We must come together to help them understand that it is normal to feel things, to make mistakes, to struggle in certain areas, and to need someone to connect with and talk to. If you don’t feel equipped, that is okay, and it is also okay to tell them that and encourage them to get help from a professional by making the appointment and supporting them in the ways you know how and are capable. One of the best things we can do is to teach our youth that we all have limits and limitations. We do not know everything, and we do not know how to fix everything. Furthermore, it is okay to lean on and rely on someone who does know more than us. We can reach out, connect, ask for help and learn that we all have giftings and a purpose in this world. Their lives matter and they have a unique purpose; sometimes it can feel like life is crashing in on them and it is hard to see and have hope for a brighter future, but our job is to model how, even through the darkest times there is still hope and there are still people who care.

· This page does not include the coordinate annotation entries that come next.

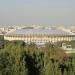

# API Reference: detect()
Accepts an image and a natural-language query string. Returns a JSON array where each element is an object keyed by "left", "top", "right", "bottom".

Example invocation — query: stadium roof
[{"left": 6, "top": 29, "right": 75, "bottom": 35}]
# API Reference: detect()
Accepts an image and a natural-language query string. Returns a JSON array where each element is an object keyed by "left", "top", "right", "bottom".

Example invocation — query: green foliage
[{"left": 0, "top": 41, "right": 75, "bottom": 75}]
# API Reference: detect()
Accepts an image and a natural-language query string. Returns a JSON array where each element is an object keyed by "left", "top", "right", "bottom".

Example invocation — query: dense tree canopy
[{"left": 0, "top": 37, "right": 75, "bottom": 75}]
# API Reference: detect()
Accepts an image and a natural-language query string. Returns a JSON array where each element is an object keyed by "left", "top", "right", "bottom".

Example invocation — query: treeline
[{"left": 0, "top": 41, "right": 75, "bottom": 75}]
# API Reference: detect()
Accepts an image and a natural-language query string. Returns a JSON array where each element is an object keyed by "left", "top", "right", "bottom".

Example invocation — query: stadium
[{"left": 4, "top": 29, "right": 75, "bottom": 44}]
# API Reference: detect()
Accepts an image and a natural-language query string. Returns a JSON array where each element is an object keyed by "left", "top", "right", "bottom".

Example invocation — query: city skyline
[{"left": 0, "top": 0, "right": 75, "bottom": 26}]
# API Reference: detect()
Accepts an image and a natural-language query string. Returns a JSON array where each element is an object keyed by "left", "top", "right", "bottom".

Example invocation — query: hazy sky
[{"left": 0, "top": 0, "right": 75, "bottom": 25}]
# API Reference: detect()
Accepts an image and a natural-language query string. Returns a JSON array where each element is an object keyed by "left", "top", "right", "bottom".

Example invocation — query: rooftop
[{"left": 6, "top": 29, "right": 75, "bottom": 35}]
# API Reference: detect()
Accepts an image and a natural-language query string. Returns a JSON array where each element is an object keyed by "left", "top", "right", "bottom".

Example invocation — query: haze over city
[{"left": 0, "top": 0, "right": 75, "bottom": 26}]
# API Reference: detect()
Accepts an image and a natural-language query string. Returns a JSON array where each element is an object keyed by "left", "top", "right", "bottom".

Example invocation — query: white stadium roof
[{"left": 6, "top": 29, "right": 75, "bottom": 36}]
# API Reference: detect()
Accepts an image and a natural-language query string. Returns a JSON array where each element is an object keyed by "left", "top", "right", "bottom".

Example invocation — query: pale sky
[{"left": 0, "top": 0, "right": 75, "bottom": 26}]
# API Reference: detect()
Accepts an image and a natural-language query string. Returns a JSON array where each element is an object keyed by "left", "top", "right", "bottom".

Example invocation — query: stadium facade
[{"left": 4, "top": 29, "right": 75, "bottom": 44}]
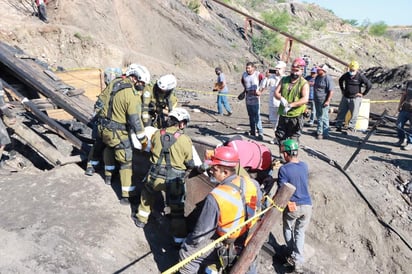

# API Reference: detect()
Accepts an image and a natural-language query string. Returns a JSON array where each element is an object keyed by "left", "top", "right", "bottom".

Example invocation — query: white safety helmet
[
  {"left": 126, "top": 64, "right": 150, "bottom": 84},
  {"left": 169, "top": 108, "right": 190, "bottom": 123},
  {"left": 157, "top": 74, "right": 177, "bottom": 90},
  {"left": 275, "top": 61, "right": 286, "bottom": 69}
]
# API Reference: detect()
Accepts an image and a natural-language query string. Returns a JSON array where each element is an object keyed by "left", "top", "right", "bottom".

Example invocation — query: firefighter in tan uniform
[
  {"left": 98, "top": 64, "right": 150, "bottom": 204},
  {"left": 142, "top": 74, "right": 177, "bottom": 128},
  {"left": 133, "top": 108, "right": 194, "bottom": 244}
]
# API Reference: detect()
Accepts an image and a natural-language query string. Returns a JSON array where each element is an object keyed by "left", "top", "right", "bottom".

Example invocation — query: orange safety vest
[{"left": 211, "top": 176, "right": 258, "bottom": 239}]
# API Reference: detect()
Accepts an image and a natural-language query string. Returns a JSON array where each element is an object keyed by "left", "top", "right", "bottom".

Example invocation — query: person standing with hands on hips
[
  {"left": 241, "top": 62, "right": 263, "bottom": 141},
  {"left": 396, "top": 80, "right": 412, "bottom": 150},
  {"left": 336, "top": 61, "right": 372, "bottom": 132},
  {"left": 275, "top": 58, "right": 309, "bottom": 144},
  {"left": 305, "top": 67, "right": 318, "bottom": 127},
  {"left": 213, "top": 67, "right": 232, "bottom": 116},
  {"left": 278, "top": 139, "right": 312, "bottom": 273},
  {"left": 313, "top": 64, "right": 335, "bottom": 139}
]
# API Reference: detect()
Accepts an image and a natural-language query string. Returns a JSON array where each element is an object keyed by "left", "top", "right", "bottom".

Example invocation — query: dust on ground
[{"left": 0, "top": 84, "right": 412, "bottom": 273}]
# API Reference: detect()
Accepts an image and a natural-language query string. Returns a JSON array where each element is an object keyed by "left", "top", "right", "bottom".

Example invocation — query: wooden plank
[
  {"left": 230, "top": 183, "right": 296, "bottom": 274},
  {"left": 56, "top": 68, "right": 104, "bottom": 102},
  {"left": 0, "top": 41, "right": 95, "bottom": 125},
  {"left": 4, "top": 117, "right": 65, "bottom": 166}
]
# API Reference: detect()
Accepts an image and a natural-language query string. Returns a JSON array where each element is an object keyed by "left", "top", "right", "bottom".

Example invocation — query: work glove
[
  {"left": 280, "top": 97, "right": 289, "bottom": 108},
  {"left": 130, "top": 133, "right": 142, "bottom": 150},
  {"left": 196, "top": 161, "right": 210, "bottom": 173},
  {"left": 144, "top": 139, "right": 152, "bottom": 152},
  {"left": 283, "top": 105, "right": 292, "bottom": 115}
]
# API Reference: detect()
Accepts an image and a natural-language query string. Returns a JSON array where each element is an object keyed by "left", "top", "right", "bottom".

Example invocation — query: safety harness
[
  {"left": 150, "top": 129, "right": 186, "bottom": 205},
  {"left": 217, "top": 176, "right": 261, "bottom": 273}
]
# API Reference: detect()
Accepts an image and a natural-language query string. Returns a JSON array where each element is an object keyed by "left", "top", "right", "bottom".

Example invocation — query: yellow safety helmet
[{"left": 349, "top": 61, "right": 359, "bottom": 70}]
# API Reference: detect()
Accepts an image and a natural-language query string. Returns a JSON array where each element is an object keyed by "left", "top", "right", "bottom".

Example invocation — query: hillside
[
  {"left": 0, "top": 0, "right": 412, "bottom": 85},
  {"left": 0, "top": 0, "right": 412, "bottom": 274}
]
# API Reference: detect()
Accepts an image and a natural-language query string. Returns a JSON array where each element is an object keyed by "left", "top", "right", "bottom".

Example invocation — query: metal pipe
[{"left": 212, "top": 0, "right": 349, "bottom": 66}]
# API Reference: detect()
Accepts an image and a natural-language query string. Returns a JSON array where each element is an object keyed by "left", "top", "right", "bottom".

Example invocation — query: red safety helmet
[
  {"left": 210, "top": 146, "right": 239, "bottom": 167},
  {"left": 292, "top": 58, "right": 306, "bottom": 67}
]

It is time we stop isolating our youth further by diminishing their struggles and start allowing them to express themselves and be there for them. We wont ever be able to fix everything or have all the right answers, but some things you can do right now are:


Listen to hear not to respond.


Give them a set time (like 5 minutes) to just talk… no consequences, no rules, and no restrictions. They get to share openly without judgement.


Validate their feelings.


Offer hope.


Help them connect with someone who can help.


Be understanding.


Be fully present.


Understand that bad choices don’t make them bad.


And allow them to make mistakes and figure out who they are.


 All of us adults were once in this place, and we know how it felt to be misunderstood and alone. Just imagine adding the pressures of social media and connection, while feeling alone, and increasing the pressure to be perfect  because their lives are always on display. It is time to understand that their struggles are real, and when we pretend they are not, we are doing a huge disservice to them, ourselves and our world. It is often said that it is easier to raise a healthy child than to fix a broken adult, and I agree whole-heartedly. We can help them be their version of healthy by being there for them, loving them and trusting that they know how they feel. We can help by being there, reaching out to others, and allowing them a safe space to be. We don’t need to have all the answers, we just need to connect and love them unconditionally.